2.0 Summary of data runs

Make plots of the Log Spectral Density for one of your data sets with the following NS and N values:

*RUN#*	N	*N (Buoy Data)*	NS	*deg of freedom*
1	256	(128)	4	8
2	256	(128)	16	32
3	128	(64)	16	32
4	128	(64)	32	64
5	128	(64)	16	32

3.0 Programming Hints

Modify your Lab 4 program so it will do the fft on your data. In matlab, before you run your program load your data set by typing load filename.data (e.g., "load c22x.data"). Then assign it a more general name, for example:

data = c22x; % (assuming c22x.data is one of your data sets)

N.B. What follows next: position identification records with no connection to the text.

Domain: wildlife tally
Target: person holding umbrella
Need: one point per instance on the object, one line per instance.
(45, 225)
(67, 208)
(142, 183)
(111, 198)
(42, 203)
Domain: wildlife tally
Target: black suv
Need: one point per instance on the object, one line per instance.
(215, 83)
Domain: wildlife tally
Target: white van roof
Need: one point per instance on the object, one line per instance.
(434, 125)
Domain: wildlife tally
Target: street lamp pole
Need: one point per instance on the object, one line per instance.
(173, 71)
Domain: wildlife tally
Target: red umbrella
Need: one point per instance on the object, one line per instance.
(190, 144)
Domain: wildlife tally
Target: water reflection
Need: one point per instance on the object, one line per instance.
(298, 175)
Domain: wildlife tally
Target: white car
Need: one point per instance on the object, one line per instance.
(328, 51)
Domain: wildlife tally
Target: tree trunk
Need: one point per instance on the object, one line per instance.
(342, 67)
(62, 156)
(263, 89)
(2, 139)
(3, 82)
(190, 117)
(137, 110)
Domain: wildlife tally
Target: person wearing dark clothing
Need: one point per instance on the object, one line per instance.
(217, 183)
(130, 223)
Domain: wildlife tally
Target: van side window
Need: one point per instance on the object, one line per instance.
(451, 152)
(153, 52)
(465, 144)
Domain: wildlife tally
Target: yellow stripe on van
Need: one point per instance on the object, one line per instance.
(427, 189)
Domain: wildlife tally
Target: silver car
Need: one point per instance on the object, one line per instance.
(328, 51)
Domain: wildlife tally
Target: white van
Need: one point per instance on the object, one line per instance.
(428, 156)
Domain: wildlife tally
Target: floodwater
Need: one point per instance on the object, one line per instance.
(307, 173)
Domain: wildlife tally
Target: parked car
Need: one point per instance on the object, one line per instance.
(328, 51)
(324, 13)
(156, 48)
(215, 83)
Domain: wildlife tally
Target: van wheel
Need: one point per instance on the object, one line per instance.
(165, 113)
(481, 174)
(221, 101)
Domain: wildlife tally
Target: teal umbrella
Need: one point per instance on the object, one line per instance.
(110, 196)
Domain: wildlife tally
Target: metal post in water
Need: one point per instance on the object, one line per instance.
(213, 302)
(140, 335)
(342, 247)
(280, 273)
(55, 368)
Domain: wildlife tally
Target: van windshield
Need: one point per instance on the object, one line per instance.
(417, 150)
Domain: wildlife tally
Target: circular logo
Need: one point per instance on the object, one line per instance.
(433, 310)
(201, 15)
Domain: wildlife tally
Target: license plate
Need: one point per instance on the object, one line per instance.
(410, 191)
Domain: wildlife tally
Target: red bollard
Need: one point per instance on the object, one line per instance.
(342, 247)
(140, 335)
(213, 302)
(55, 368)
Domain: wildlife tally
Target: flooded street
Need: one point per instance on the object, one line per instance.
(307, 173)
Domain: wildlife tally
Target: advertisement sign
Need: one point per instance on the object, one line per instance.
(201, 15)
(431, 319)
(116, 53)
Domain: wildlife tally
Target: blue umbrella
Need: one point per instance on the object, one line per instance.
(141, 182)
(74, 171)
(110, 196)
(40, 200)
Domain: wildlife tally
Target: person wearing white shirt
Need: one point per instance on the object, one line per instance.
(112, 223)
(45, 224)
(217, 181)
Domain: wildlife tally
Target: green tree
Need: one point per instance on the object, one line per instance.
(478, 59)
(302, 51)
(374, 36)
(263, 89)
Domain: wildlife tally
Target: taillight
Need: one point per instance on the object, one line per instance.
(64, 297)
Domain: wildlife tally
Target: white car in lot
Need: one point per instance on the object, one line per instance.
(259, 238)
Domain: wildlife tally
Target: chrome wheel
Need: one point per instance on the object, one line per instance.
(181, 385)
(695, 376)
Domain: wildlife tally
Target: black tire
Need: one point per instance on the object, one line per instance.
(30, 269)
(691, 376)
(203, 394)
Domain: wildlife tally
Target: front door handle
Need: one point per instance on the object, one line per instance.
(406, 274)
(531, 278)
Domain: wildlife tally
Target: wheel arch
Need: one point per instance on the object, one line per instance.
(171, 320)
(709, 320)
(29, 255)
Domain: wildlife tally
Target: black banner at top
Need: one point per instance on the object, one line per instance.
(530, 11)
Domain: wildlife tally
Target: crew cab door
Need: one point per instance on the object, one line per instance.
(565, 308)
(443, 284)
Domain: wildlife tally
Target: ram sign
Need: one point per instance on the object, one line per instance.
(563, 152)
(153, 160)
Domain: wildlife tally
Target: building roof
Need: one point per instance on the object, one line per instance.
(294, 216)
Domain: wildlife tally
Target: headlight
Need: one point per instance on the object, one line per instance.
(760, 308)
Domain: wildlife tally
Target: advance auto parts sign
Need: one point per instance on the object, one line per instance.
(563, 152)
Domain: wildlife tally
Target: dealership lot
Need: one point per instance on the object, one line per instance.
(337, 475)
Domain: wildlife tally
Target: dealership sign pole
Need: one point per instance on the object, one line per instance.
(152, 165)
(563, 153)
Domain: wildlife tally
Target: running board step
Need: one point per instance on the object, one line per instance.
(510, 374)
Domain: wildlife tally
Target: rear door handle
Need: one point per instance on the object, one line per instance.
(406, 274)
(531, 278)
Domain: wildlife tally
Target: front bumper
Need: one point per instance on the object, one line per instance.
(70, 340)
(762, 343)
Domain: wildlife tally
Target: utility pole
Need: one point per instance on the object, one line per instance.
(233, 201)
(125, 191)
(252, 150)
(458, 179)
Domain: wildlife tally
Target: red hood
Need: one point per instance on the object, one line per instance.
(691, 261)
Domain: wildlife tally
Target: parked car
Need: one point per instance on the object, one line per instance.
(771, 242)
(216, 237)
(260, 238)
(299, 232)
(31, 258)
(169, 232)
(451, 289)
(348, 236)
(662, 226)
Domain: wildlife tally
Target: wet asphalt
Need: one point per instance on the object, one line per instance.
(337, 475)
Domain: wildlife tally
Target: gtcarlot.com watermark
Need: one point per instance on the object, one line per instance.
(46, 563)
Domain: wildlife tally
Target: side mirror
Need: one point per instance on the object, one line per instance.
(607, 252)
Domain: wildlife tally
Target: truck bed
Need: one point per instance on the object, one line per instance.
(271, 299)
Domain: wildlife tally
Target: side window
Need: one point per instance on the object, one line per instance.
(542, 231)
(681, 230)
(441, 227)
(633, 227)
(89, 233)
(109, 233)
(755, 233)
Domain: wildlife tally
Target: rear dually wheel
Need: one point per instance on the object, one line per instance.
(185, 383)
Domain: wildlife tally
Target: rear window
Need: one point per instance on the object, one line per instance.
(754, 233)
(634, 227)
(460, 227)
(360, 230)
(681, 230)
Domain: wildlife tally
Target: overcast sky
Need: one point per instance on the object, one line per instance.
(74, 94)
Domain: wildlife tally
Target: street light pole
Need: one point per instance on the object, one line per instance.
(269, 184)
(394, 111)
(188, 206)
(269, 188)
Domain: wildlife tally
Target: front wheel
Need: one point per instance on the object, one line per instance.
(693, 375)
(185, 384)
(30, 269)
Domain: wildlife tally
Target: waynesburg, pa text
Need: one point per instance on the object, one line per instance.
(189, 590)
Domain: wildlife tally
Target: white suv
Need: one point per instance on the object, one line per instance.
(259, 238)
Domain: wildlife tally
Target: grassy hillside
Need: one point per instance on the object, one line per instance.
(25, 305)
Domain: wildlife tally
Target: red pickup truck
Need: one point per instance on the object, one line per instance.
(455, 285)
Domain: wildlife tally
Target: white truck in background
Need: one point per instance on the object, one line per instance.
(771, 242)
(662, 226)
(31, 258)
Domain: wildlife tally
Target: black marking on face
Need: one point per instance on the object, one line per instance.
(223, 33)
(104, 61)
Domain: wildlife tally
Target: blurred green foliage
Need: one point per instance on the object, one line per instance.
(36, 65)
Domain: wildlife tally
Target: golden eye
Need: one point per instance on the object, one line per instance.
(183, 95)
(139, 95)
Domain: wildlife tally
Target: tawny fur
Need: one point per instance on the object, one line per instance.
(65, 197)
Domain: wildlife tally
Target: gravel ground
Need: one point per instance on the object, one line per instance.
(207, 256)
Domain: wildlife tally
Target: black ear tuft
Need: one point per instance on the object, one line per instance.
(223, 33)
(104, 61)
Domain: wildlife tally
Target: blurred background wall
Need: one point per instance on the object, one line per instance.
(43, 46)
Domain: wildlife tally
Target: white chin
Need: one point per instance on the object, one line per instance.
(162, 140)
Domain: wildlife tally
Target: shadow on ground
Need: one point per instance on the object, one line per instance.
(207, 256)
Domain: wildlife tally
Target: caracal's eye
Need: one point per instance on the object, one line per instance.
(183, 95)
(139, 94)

ntot= 4096; (or 2048) % This number should be same as length of your data set.

You'll want to vary N, the sample size, and NS, the number of samples . Use the Matlab function input with a prompt to ask you to type in these values, as well as the appropriate values for the confidence intervals which you will plot with the Log Spectral Density of your data. (Take these values from the plot found in your class notes).

(Don't forget to assign the appropriate value of dt for your data set.)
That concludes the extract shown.